As reported in Fast Company, RichRelevance and Overstock.com teamed up to offer up to a $1,000,000 prize for improving “its recommendation engine by 10 percent or more.”
If You Liked Netflix, You Might Also Like Overstock
When I first read a summary of this contest, it appeared they were following in Netflix’s footsteps right down to releasing user data sans names. This did not end well for Netflix’s users or for Netflix. Narayanan and Shmatikov were able to re-identify Netflix users using the contest dataset, and their research contributed greatly to Ohm’s work on de-anonimization. After running the contest a second time, Netflix terminated it early in the face of FTC attention and a lawsuit that they settled out of court.

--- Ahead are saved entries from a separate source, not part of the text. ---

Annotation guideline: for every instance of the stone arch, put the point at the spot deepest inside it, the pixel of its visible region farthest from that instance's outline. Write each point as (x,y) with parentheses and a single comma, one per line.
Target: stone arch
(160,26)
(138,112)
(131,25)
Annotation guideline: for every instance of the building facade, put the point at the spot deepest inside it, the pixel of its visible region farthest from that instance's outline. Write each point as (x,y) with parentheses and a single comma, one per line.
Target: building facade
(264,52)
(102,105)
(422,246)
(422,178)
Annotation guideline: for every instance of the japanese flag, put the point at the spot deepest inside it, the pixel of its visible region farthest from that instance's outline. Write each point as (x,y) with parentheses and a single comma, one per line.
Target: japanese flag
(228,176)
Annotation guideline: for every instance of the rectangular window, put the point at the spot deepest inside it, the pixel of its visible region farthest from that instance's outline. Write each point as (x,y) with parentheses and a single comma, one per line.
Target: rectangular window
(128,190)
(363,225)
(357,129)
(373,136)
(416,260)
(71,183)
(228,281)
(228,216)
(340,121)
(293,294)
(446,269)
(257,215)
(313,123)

This time, Overstock is providing “synthetic data” to contest entrants, then testing submitted algorithms against unreleased real data. Tag line: “If you can’t bring the data to the code, bring the code to the data.” Hmm. An interesting idea, but short on a few details around the sharp edges that jump out as highest concern. I look forward to getting the time to play with the system and dataset. What is good news is seeing companies recognize privacy concerns and respond with something interesting and new. That is, at least, a move in the right direction.
Place your bets now on which happens first: a contest winner with a 10% boost to sales, or researchers finding ways to re-identify at least 10% of the data?